A las mujeres les fascinan dos cosas especialmente, no a todas, les advertí, aunque sí a muchas que yo conozco, les gusta besar y bailar, son sus rutinas preferidas. Es verdad asintió Matías, Angélica se calló; ahora ponte a bailar le propuso Matías y la teoría quedará perfecta, la teoría de este güey. La flacura de Angélica y Matías resultaba ideal para formar una X o un dos romano o un once arábigo o los rieles de un tren camino a un desierto poblado de arena, ¿cómo logra un desierto estar poblado de algo? ¿Es eso posible? Sí, poblado de arena y uno que otro ser vivo como las líneas que formaban los cuerpos de Matías y Angélica. Si quieren estar solos me voy, les dije y sonreí. A las mujeres nos gusta besar más que nada, ¿acaso no lo has dicho hoy?, recordó Angélica. Sí, lo creo, sonreí otra vez, a mí no me gusta besar, es un gesto estúpido y muy íntimo, prefiero fornicar con una pared, agregué. ¿Qué cosa no te parece estúpida a ti?, exclamó Angélica.
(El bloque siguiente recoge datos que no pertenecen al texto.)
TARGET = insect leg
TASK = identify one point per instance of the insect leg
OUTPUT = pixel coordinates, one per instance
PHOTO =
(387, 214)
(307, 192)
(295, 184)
Claro que me gusta besar, me defendí, pero sólo si estoy en la cama y puedo tocar, meter, arañar, lengüetear: hacer cosas. El puro hecho de besar y ya, sin algo más, es... no sé qué es... digamos demasiado pervertido en mi opinión. También la música te parece estúpida y estás allí, esperando a que Bessie cante no sé qué..., advirtió Angélica. Sí, dije yo, me serví otro vodka, la música debe ser estúpida, de lo contrario no hay manera de apreciarla, es solamente ruido; sólo la música tiene ese privilegio; es estúpida para que te afecte de tal manera, parloteaba yo. No había yo reparado en esa tontería, añadió Matías. Cuando tenía 20 años, Matías había sido un rockero y artista, una estrella y ahora casi llegando a los 50 me parecía sólo un judío millonario, simpático y educado como un perro que ha tenido los amos precisos, las correas adecuadas, la libertad exacta, qué sé yo o él o ellos. Usaba camisetas blancas, jeans y se rodeaba de mujeres jóvenes como Angélica sólo que esta noche Matías no actuaba su papel, se sentía a gusto entre nosotros, quizás libre.
Ellos representaban una ligera pausa en mi vida.